Vodafone this week unveiled that it will start selling the iconic Apple iPhone from 14 January.

While many have noted the operator's pricing isn't any different than the others selling the device, Vodafone is taking a different tactic, pushing network strength as the reason consumers and businesses alike should buy from it and not rivals Orange or O2 the latter of which saw its network fall over again this weekend.

We spoke to Vodafone's head of enterprise Peter Kelly to find out more.

Why is Vodafone pushing the iPhone as a business device, and why is the device on your network any different than the experience offered by other operators?

It has been directly positioned and sold heavily into the consumer marketplace, no question.

But I think that the iPhone now is absolutely ready for a much deeper penetration into the enterprise space.

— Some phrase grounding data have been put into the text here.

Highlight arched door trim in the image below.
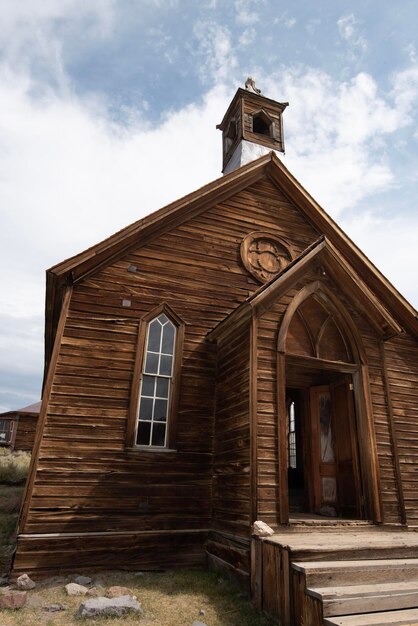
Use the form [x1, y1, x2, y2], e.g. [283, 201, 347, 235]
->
[276, 281, 382, 524]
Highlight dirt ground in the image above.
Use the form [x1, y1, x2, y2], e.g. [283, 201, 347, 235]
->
[0, 568, 276, 626]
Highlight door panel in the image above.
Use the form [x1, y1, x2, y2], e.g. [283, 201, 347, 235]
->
[310, 378, 361, 517]
[331, 377, 362, 517]
[310, 385, 337, 513]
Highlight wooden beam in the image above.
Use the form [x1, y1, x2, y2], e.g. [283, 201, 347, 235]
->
[380, 341, 407, 525]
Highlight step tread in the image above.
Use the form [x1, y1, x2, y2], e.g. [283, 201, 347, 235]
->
[323, 607, 418, 625]
[293, 558, 418, 574]
[309, 580, 418, 600]
[268, 530, 418, 554]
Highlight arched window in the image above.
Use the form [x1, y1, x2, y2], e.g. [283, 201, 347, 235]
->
[127, 305, 184, 450]
[136, 314, 176, 447]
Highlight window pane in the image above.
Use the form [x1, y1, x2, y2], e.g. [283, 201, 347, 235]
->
[137, 421, 151, 445]
[154, 399, 168, 422]
[139, 397, 153, 421]
[145, 352, 159, 374]
[158, 314, 168, 325]
[148, 320, 162, 352]
[151, 422, 166, 446]
[162, 322, 175, 355]
[141, 375, 155, 397]
[159, 354, 173, 376]
[156, 377, 169, 398]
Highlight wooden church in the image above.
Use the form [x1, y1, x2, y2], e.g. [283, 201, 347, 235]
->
[13, 79, 418, 625]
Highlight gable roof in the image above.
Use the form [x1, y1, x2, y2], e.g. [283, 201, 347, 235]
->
[207, 237, 403, 342]
[0, 401, 41, 418]
[44, 152, 418, 373]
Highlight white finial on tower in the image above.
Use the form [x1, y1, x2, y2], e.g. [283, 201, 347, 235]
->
[245, 76, 261, 94]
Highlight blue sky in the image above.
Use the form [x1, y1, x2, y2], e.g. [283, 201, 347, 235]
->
[1, 0, 418, 411]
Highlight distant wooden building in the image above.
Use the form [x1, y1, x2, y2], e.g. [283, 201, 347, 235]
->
[12, 79, 418, 624]
[0, 402, 40, 451]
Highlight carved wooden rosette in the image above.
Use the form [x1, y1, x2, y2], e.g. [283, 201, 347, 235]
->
[240, 231, 293, 283]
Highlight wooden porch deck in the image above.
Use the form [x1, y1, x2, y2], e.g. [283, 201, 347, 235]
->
[252, 525, 418, 626]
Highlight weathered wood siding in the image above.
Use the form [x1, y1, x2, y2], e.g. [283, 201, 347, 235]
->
[207, 320, 252, 585]
[14, 414, 38, 452]
[15, 177, 319, 574]
[212, 321, 251, 536]
[256, 284, 299, 527]
[256, 270, 402, 525]
[385, 333, 418, 524]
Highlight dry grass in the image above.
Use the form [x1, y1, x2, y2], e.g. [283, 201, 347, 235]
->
[0, 450, 31, 485]
[0, 454, 29, 575]
[0, 569, 276, 626]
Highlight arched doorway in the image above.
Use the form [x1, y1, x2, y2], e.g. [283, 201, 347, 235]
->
[276, 282, 381, 523]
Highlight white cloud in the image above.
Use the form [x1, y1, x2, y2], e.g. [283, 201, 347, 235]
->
[274, 13, 296, 29]
[337, 13, 368, 53]
[342, 211, 418, 308]
[234, 0, 261, 25]
[263, 68, 411, 215]
[239, 28, 256, 47]
[193, 21, 237, 83]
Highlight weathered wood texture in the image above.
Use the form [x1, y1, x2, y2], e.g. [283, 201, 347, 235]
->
[384, 333, 418, 524]
[14, 414, 38, 452]
[13, 530, 207, 578]
[256, 270, 401, 525]
[207, 531, 251, 588]
[17, 177, 319, 572]
[212, 321, 251, 537]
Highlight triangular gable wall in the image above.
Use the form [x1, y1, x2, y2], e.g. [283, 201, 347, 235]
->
[44, 152, 418, 375]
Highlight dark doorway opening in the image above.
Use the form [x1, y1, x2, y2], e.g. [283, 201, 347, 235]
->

Vodafone has phenomenal position in the enterprise market. We're the number one in enterprise with more than 40 per cent market share, more than 50 per cent in corporate and 70 per cent in public sector, and therefore we have a strong mobile presence there with mobile voice, mobile data, mobile email, mobile security, and the market is very much ready for a device like the iPhone.

Because of the power of the iPhone product on the Vodafone network, I think now we can start to see the richer deployment of business applications.

It hasn't been presented well to the business community. And all the applications weren't originally there - there were a lot of consumer applications - but now there's a whole portfolio of business apps that make it a much stronger business tool.

I think Vodafone can fully maximise that for enterprise.

That's a good case for the iPhone, but what about the case for Vodafone?

Today, one in two mobile connections in the enterprise is coming from the Vodafone network, as is one in two mobile email connections. That's coming because the network is so strong around capacity and reliability and I think that's what resonates.

But is the iPhone really a business device? Or is it just one businesses like to use because of the consumer benefits?

The Apple applications store [has] got more than a hundred thousand applications already, but increasing numbers of those are developed for business, whether that's location-based services, collaboration for enterprise, CRM applications, field force applications.

What Vodafone is looking to do, working closely with Apple, is show how they can be integrated into the back office for the enterprise.